Researchers have reconstructed the genome of HIV that they isolated from a lymph node sample taken from a 38-year-old man in the Democratic Republic of Congo in 1966 — 17 years before the virus was identified, the Atlantic reports.
The international team of researchers led by the University of Arizona's Michael Worobey screened 1,652 FFPE tissue samples collected in Kinshasa, in the Democratic Republic of Congo, between 1959 and 1967 using a multiplex RT-PCR assay to identify samples harboring HIV. As they report in a preprint posted to bioRxiv, Worobey and his team were able to tease out a near-complete HIV genome from a sample dating back to 1966, making it the oldest HIV genome.

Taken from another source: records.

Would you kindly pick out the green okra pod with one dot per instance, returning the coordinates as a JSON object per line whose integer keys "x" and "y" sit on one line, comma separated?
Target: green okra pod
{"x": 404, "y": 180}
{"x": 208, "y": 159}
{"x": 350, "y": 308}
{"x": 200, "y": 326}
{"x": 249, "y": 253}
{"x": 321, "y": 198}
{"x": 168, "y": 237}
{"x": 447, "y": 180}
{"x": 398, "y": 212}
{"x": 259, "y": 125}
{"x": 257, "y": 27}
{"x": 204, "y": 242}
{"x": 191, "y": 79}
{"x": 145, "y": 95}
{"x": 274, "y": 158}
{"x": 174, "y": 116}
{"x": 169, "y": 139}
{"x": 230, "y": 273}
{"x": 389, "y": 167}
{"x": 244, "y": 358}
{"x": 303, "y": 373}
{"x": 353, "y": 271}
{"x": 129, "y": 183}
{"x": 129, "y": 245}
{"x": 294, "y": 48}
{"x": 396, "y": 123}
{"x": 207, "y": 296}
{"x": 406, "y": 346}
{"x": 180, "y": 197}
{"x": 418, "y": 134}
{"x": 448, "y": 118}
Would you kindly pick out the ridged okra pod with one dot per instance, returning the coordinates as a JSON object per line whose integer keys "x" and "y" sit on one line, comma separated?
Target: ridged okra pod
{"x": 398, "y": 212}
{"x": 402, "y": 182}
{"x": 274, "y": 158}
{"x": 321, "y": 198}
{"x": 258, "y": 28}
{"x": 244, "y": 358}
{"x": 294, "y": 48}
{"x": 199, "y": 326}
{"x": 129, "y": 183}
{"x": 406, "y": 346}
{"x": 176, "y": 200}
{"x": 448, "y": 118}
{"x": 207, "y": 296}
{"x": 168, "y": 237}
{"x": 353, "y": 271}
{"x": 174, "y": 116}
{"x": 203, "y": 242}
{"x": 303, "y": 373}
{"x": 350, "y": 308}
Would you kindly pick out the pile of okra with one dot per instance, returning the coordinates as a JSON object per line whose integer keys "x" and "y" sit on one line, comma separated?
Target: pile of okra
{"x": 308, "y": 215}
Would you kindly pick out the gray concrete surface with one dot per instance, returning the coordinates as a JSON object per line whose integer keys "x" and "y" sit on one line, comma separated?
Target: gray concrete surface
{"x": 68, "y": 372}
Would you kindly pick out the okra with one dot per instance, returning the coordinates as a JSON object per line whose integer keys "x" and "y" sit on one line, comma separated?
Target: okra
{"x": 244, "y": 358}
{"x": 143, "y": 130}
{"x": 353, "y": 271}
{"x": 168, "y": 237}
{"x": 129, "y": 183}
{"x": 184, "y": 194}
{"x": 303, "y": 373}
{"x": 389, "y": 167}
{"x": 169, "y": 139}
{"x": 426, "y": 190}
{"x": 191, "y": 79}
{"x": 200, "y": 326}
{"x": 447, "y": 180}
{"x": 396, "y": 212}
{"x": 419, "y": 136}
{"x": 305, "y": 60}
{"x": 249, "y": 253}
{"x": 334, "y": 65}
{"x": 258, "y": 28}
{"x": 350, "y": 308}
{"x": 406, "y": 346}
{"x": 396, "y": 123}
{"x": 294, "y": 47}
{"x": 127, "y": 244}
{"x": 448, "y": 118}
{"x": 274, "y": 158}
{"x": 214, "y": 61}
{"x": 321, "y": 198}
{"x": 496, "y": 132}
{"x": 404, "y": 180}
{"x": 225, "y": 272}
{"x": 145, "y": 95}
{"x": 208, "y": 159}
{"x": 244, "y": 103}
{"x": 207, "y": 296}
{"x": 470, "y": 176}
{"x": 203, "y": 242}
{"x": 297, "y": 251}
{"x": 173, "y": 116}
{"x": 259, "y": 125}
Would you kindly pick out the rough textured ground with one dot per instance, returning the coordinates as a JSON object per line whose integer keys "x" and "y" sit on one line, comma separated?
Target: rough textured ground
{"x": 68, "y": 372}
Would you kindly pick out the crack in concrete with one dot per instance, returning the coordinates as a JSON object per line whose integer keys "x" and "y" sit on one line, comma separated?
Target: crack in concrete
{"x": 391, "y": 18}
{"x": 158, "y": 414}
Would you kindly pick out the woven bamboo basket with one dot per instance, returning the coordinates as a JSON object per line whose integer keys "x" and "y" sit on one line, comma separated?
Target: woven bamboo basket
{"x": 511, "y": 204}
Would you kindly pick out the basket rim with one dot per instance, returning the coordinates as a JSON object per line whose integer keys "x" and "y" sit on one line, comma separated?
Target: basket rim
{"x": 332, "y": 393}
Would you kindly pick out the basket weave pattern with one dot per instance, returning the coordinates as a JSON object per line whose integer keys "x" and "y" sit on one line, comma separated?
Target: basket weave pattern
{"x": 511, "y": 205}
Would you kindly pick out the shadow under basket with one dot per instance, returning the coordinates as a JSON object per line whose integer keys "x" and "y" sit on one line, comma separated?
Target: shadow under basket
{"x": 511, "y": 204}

This 1966 HIV genome, they report, belongs to a sister lineage of subtype C — a viral subtype common in southern Africa — that diverged from it some 20 to 30 years prior.

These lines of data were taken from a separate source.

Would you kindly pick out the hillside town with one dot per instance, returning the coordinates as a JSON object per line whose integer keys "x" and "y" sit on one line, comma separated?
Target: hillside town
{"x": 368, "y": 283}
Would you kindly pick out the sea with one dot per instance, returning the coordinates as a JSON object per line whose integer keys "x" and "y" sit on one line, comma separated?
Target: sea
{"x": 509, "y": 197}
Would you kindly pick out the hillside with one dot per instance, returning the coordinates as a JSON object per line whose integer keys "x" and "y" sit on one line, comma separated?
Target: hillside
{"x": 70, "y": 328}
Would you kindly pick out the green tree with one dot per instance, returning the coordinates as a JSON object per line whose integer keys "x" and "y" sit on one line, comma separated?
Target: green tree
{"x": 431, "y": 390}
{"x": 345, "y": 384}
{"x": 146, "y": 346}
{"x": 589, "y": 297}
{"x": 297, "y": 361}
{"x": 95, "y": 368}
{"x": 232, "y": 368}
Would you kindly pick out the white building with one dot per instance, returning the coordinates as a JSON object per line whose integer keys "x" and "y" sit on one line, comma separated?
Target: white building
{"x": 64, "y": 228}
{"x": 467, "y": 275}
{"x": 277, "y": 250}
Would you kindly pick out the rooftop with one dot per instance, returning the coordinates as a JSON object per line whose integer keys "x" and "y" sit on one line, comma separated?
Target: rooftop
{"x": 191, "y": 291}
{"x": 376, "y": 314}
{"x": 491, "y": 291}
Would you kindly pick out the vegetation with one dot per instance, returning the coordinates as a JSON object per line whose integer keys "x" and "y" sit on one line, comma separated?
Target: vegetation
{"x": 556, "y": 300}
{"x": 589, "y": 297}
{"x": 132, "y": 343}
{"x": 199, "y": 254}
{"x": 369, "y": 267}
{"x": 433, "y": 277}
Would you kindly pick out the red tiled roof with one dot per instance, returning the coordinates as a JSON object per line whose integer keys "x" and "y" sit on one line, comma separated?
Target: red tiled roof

As the Atlantic notes, HIV researchers had previously predicted that HIV arose around 1920, likely in Cameroon, and the analysis of this new genome largely confirmed those earlier findings, placing the origin of HIV a touch earlier, between 1896 and 1905.
"There's no other way to test these important inferences about the origins of one of the most important infectious diseases to ever hit humans," Worobey tells the Atlantic.